Strtod Is Wild

62 points by turtledragonfly 9 months ago | 14 comments
  • lifthrasiir 9 months ago
    To be clear, David Gay's dtoa is not a modern implementation of decimal-to-float conversion. There had been several much simpler and performant alternatives, including:

    - Google's double-conversion [1], which is best known for introducing the Grisu family of new float-to-decimal algorithms but also has a much less documented float-to-decimal algorithm via successive approximations AFAIK.

    - The Eisel-Lemire algorithm [2], which is a Grisu3-like algorithm and returns either correct digits or a much rare fallback signal and currently in the standard libraries of Go and Rust.

    - I believe Microsoft's own C Runtime (msvcrt, later ucrt) also has a completely separate code which algorithm is roughly similar to one of above.

    These implementations also clearly demonstrate that such conversion only needs a bigint support of the bounded size (~3 KB) and can be done in much smaller code than dtoa.

    [1] https://github.com/google/double-conversion

    [1] https://lemire.me/blog/2020/03/10/fast-float-parsing-in-prac...

    • jezek2 9 months ago
      Some time ago I've used a simple algorithm by using 128bit floats for doubles (and 64bit for floats) which seems to work very nicely and is straightforward to implement. It passed the full tests for conversion for 32bit floats and the sparse tests for doubles.

      I did a blog post about it: https://www.fixscript.org/blog/math-library (includes interactive demos)

      Any opinions?

      • turtledragonfly 9 months ago
        Author here; thanks for this info! I'll add some references to this stuff in the article.
      • Neywiny 9 months ago
        I think recently I had to make my own because strtod was too large for my embedded system. I just wanted simple xx.yy type strings, so it was as easy as parsing 2 integers, convert, divide, add, done. I often wish these functions had more variants for stuff like that.
        • nly 9 months ago
          Parsing decimal strings to double in that way will produce the wrong bit value in many cases.
          • Neywiny 9 months ago
            I just needed simple values. It worked fine for me. I should've fuzzed it to check, but really I think all I needed was 1-2 decimal places.
            • yjftsjthsd-h 9 months ago
              If it's only 2 decimals, surely you could trivially test every single possible input? I think of fuzzing as random, but that's a specific optimization that you might not need.
        • fph 9 months ago
          I hate the anti-responsive design of this page: I zoom in (ctrl-plus in Firefox), and the text gets smaller.
          • turtledragonfly 9 months ago
            Author here — I apologize for that; it's on my short list of things to fix.

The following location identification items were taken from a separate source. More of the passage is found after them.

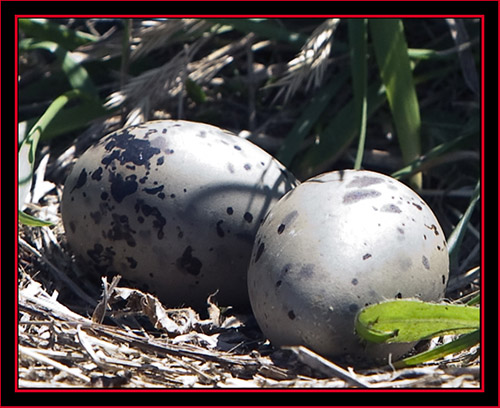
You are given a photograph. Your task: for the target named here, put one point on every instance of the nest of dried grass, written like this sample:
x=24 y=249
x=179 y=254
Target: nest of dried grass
x=78 y=333
x=74 y=333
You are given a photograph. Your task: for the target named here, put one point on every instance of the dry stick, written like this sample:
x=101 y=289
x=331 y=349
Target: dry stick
x=317 y=362
x=59 y=274
x=61 y=367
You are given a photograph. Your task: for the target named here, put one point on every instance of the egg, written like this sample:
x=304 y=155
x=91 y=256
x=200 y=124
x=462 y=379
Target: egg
x=335 y=244
x=173 y=207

            I actually hadn't fully understood that the "Ctrl+" zoom in desktop browsers shrinks the viewport rather than doing an actual zoom (unlike pinch-to-zoom on a touch device) until I had put the media queries in place — whoops.

            ----

            As an aside, you or another might be interested: you can configure Firefox to do a "pinch-zoom" style zoom when you do "Ctrl+scrollwheel" on the mouse:

            Short version: set "mousewheel.with_control.action = 5" in about:config.

            Longer discussion: https://www.tenforums.com/browsers-email/204202-firefox-enab...

            That way, you can always zoom with confidence that a site won't rejigger its layout as a result.

            (but obviously I'll update my rules to make the default behavior better, too)

          • lifthrasiir 9 months ago
            I wondered why too, and it seems that it has way too many media queries to distinguish screen width in 5cm increments (which equals to ~189px in CSS). Don't think that many queries are needed nowadays.
          • jancsika 9 months ago
            Would be cool to see a histogram of all of the web's textual representation of floats based on character length.

            In other words-- what percentage of outstanding publicly-accessible data sets require an implementation of strod which can allocate memory on the heap?

            Even this article, which talks about millions of digits, could be parsed just fine with a strod that's limited to 64 characters.